Did he really say ‘dastardly crime’ to Fine, Minogue’s gargoyle asked.
“Most particularly, the proven record of the Murder Squad.” The Commissioner sat back in his chair, satisfied with his oratory. “And do you know, men, that Justice Fine knows you, Matt?”
“A fleeting acquaintance, I’m thinking,” said Minogue, his suspicions returning in full.
“Maybe so, but evidently the man has the same faith in you as I do and as Jimmy Kilmartin does. You’re not an Inspector for nothing, I can tell you.”
Kilmartin must have known this would come out, Minogue realized then.
“He asked me if you’d spearhead the investigation,” said Lally.
Minogue did not trust himself to look at Kilmartin now.
“So naturally I told him I’d speak to Jimmy Kilmartin about that.

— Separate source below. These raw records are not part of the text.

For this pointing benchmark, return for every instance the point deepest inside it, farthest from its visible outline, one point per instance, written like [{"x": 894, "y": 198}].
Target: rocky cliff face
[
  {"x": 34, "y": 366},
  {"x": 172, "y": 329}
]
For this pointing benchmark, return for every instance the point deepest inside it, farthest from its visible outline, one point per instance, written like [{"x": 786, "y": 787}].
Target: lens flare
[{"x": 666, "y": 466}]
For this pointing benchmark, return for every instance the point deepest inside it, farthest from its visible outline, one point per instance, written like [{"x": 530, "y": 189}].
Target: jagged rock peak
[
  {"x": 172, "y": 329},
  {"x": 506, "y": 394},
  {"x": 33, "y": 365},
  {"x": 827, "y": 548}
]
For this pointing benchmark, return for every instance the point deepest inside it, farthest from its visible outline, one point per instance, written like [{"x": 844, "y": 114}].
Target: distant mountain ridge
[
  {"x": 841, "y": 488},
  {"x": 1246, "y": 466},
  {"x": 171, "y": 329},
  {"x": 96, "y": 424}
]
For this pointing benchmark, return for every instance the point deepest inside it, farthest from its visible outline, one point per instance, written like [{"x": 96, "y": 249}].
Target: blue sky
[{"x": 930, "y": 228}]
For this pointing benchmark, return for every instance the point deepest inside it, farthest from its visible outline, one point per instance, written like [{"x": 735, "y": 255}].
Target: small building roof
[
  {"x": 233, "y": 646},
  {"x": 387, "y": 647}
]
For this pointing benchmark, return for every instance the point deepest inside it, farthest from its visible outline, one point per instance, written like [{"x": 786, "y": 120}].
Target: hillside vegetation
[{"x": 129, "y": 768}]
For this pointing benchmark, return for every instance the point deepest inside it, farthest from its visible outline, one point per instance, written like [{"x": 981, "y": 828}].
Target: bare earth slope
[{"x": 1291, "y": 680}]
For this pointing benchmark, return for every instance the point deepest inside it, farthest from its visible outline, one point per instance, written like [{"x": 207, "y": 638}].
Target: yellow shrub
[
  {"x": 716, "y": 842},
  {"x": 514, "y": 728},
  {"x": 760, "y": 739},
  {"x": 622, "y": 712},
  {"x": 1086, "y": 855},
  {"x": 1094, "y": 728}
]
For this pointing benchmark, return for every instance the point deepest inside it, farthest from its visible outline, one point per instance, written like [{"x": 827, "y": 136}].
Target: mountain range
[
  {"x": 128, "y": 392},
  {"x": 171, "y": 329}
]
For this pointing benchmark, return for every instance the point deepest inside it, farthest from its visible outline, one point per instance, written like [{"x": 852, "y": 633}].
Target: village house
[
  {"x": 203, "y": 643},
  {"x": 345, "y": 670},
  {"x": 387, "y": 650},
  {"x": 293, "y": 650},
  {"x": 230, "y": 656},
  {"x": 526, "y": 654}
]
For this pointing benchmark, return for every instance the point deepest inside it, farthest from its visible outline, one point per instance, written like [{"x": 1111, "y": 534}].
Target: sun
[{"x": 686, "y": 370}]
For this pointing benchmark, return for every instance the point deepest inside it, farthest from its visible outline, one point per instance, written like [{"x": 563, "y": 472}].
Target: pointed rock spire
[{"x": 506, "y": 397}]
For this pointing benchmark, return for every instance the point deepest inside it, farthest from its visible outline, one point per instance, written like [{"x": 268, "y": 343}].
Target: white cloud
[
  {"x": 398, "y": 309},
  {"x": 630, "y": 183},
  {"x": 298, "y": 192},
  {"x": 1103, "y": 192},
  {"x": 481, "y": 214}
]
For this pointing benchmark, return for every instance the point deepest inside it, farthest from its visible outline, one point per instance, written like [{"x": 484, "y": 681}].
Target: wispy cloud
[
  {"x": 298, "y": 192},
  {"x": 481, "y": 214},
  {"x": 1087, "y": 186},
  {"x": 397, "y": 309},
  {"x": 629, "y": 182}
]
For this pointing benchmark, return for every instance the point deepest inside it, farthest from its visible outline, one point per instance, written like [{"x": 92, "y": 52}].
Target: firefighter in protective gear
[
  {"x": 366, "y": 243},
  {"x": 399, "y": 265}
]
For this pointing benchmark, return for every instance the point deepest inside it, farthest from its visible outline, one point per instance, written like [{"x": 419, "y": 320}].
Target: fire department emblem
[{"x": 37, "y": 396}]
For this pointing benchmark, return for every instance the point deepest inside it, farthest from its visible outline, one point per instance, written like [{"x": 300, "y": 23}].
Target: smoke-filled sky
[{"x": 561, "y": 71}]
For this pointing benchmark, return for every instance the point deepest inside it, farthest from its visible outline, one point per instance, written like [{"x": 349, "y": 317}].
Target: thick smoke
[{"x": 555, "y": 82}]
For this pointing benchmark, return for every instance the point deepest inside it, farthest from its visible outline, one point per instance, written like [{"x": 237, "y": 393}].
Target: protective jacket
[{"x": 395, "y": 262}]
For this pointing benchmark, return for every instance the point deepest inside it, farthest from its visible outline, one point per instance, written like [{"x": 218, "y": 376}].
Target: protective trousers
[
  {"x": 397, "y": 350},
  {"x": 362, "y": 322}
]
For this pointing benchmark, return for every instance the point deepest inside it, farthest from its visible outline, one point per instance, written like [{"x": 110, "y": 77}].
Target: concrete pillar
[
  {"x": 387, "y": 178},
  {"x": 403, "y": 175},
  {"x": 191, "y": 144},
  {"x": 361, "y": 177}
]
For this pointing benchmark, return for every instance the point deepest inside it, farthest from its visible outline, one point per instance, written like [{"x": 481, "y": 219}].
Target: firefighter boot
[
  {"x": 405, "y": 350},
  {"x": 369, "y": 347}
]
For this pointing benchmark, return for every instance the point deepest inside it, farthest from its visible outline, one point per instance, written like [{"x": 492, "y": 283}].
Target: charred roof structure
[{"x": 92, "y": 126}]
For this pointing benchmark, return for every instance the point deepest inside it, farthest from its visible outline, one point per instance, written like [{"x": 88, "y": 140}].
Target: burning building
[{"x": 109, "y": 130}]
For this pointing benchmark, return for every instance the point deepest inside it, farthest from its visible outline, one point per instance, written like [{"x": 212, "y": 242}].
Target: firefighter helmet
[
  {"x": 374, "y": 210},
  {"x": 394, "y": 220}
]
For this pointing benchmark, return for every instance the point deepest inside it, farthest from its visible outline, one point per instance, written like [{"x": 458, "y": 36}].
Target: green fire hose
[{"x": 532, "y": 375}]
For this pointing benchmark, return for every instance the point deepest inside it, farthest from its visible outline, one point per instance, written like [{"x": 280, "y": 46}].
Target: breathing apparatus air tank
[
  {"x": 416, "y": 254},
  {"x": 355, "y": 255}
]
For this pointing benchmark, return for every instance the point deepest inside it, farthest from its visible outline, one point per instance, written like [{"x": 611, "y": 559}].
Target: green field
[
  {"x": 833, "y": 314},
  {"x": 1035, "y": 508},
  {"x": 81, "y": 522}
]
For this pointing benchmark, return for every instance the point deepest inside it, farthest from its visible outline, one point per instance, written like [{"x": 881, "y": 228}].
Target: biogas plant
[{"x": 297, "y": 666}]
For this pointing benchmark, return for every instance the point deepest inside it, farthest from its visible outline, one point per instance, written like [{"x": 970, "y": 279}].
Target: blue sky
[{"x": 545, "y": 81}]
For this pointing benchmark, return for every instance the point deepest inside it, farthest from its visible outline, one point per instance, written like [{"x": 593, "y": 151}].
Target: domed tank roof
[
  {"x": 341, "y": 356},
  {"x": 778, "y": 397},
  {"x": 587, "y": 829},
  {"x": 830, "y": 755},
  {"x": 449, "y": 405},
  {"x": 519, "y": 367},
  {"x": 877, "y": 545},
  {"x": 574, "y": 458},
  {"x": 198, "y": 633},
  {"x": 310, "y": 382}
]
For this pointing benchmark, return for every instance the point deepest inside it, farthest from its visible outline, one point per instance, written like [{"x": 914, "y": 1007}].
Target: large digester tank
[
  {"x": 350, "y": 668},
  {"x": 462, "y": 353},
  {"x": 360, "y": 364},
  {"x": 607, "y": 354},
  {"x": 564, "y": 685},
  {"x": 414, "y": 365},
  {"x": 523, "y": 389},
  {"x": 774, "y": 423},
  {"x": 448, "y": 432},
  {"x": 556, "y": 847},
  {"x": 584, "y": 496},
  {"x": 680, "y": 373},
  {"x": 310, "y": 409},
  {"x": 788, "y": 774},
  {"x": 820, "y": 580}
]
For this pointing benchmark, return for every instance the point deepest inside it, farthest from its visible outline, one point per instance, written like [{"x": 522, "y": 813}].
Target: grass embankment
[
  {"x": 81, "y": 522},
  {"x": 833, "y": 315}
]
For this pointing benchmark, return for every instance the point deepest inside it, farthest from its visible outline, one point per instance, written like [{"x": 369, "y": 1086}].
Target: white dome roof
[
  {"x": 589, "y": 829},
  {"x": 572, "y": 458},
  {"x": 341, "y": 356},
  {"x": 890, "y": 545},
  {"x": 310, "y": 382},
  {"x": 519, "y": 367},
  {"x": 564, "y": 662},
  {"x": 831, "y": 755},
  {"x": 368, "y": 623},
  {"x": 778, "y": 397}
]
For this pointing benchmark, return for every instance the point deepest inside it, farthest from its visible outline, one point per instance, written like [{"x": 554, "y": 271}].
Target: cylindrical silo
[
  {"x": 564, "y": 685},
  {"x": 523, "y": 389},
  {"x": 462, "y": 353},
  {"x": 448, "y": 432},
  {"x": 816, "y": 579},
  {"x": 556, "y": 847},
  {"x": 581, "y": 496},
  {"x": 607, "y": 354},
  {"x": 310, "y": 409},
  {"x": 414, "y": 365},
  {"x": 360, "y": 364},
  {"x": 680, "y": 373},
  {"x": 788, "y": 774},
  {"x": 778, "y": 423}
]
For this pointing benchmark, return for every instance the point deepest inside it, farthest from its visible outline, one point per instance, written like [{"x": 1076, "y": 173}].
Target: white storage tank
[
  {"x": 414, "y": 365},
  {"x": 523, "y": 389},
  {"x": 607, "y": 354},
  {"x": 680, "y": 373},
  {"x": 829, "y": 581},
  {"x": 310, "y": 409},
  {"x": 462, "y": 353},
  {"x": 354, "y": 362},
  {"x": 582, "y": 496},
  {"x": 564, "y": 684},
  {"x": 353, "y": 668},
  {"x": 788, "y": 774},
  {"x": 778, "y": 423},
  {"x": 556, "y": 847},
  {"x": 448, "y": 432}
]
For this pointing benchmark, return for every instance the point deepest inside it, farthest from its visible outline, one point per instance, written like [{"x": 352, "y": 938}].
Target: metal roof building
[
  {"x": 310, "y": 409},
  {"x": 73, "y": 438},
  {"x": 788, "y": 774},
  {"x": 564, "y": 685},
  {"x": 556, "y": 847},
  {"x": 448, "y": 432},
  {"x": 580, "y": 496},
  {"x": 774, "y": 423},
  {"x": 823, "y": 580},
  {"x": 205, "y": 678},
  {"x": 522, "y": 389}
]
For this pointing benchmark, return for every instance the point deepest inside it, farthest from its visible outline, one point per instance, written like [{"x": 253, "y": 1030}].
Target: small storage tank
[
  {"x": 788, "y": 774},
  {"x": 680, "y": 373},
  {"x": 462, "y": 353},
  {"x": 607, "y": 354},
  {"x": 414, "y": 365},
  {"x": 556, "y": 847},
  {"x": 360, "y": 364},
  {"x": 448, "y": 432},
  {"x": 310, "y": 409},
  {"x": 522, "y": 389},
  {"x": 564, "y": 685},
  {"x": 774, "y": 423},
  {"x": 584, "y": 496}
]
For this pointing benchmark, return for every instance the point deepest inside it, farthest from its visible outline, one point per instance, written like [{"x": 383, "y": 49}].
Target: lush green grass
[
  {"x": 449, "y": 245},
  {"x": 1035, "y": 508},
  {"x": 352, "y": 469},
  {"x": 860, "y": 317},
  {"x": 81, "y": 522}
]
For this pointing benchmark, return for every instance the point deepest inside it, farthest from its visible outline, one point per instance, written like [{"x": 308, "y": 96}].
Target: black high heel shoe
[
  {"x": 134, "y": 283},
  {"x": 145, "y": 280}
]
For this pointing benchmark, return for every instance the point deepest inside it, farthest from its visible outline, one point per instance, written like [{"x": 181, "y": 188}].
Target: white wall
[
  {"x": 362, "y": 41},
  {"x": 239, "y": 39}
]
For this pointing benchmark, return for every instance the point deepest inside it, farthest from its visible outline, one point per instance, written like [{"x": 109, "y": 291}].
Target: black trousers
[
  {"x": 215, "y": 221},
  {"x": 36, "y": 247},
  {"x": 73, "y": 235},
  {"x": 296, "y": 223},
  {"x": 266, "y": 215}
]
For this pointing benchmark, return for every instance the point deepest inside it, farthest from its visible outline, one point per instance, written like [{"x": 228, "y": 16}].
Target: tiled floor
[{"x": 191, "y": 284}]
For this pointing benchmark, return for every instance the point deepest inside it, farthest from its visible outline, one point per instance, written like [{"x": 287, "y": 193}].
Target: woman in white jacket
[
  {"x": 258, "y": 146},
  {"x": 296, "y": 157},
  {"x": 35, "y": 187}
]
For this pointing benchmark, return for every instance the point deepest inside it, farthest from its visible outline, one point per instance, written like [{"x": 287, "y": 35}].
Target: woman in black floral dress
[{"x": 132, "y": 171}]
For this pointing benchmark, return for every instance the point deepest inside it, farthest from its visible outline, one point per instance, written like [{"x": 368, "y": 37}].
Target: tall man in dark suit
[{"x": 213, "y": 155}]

To see how the land lies, if you follow me.” God Almighty turned to Kilmartin.
“Absolutely sir,” said Kilmartin guilelessly.
“Great stuff, men,” said the Commissioner, rising. “Can I have a call on it every day? The Minister has asked me for a briefing every evening: that’s the kind of priority it has. He’s expecting to be prodded during Question Period as to security. Oh, and lookit… I had the Branch, er, see if they had any file on this Paul Fine. He was by way of being a journalist. The name sort of struck a chord, like. He was a bit of a Leftie when he was in college, that sort of thing. Mild; no record of trouble with the law.”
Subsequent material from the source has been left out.